Knapsack 1/0 Implementation needs explanation

Question

I'm trying to understand this dynamic programming approach to the Knapsack 1/0 Problem but i fail to get the algorithm.

Would somebody please be so kind as to explain this specific implementation, taken from Rosetta Code to me?

Updating the code with some comments would help a lot!

#include <stdio.h>
#include <stdlib.h>
#include <stdint.h>

typedef struct {
        const char * name;
        int weight, value;
} item_t;

item_t item[] = {
        {"map",                     9,       150},
        {"compass",                 13,      35},
        {"water",                   153,     200},
        {"sandwich",                50,      160},
        {"glucose",                 15,      60},
        {"tin",                     68,      45},
        {"banana",                  27,      60},
        {"apple",                   39,      40},
        {"cheese",                  23,      30},
        {"beer",                    52,      10},
        {"suntancream",             11,      70},
        {"camera",                  32,      30},
        {"T-shirt",                 24,      15},
        {"trousers",                48,      10},
        {"umbrella",                73,      40},
        {"waterproof trousers",     42,      70},
        {"waterproof overclothes",  43,      75},
        {"note-case",               22,      80},
        {"sunglasses",              7,       20},
        {"towel",                   18,      12},
        {"socks",                   4,       50},
        {"book",                    30,      10}
};

#define n_items (sizeof(item)/sizeof(item_t))

typedef struct {
        uint32_t bits; /* 32 bits, can solve up to 32 items */
        int value;
} solution;


void optimal(int weight, int idx, solution *s)
{
        solution v1, v2;
        if (idx < 0) {
                s->bits = s->value = 0;
                return;
        }

        if (weight < item[idx].weight) {
                optimal(weight, idx - 1, s);
                return;
         }

        optimal(weight, idx - 1, &v1);
        optimal(weight - item[idx].weight, idx - 1, &v2);

        v2.value += item[idx].value;
        v2.bits |= (1 << idx);

        *s = (v1.value >= v2.value) ? v1 : v2;
}

int main(void)
{
        int i = 0, w = 0;
        solution s = {0, 0};
        optimal(400, n_items - 1, &s);

        for (i = 0; i < n_items; i++) {
                if (s.bits & (1 << i)) {
                        printf("%s\n", item[i].name);
                        w += item[i].weight;
                }
        }
        printf("Total value: %d; weight: %d\n", s.value, w);
        return 0;
}

Thanks a lot in advance, skylla

Answer 1

I don't understand exactly why solutions v1 and v2 are used, what they are used for

They correspond to the choices of not including or including, respectively, the item with index "idx" in the solution.

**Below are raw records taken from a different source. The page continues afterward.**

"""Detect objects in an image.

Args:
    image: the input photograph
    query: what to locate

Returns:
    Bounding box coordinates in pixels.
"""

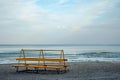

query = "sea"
[0,44,120,64]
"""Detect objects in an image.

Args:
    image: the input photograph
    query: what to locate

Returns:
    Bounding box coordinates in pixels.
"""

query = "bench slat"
[16,58,67,62]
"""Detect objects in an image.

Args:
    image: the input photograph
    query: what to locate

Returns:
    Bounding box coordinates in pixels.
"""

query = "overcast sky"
[0,0,120,44]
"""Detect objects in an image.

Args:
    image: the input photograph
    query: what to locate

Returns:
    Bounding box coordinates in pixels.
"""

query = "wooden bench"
[13,50,68,73]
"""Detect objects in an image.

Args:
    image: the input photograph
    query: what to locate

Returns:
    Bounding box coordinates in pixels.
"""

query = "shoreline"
[0,62,120,80]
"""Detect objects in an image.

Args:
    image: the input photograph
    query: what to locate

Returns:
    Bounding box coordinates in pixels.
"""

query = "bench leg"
[56,68,60,74]
[16,67,19,72]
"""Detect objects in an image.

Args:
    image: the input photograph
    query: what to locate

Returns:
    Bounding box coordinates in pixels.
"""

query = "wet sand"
[0,62,120,80]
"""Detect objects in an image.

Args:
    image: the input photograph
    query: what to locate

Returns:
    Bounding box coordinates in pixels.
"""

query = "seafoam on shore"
[0,62,120,80]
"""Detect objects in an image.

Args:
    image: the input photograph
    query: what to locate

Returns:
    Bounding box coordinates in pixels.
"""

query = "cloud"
[0,0,120,43]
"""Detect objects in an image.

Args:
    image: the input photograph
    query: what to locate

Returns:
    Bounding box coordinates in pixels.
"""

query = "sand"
[0,62,120,80]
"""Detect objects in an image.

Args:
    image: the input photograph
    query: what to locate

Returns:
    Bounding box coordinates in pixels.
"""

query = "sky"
[0,0,120,44]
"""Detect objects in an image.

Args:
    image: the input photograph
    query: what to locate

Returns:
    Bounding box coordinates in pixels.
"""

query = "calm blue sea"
[0,44,120,64]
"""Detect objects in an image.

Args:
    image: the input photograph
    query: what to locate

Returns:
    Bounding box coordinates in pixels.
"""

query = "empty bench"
[13,49,68,73]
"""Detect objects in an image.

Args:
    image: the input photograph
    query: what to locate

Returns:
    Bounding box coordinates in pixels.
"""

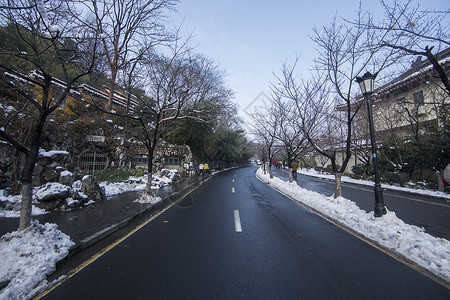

what the 2 if-conditions at the beginning of optimal() mean....

if (idx < 0) means simply there are no more items to consider, it's the end of the recursion

if (weight < item[idx].weight) checks the if it's possible at all to include item idx. It's not possible to include if its own weight is greater than the limit weight.

Also, note that this is not a dynamic programming, but a simple recursive algorithm that generates all possible subsets of elements (the recursion tree pruned here and there).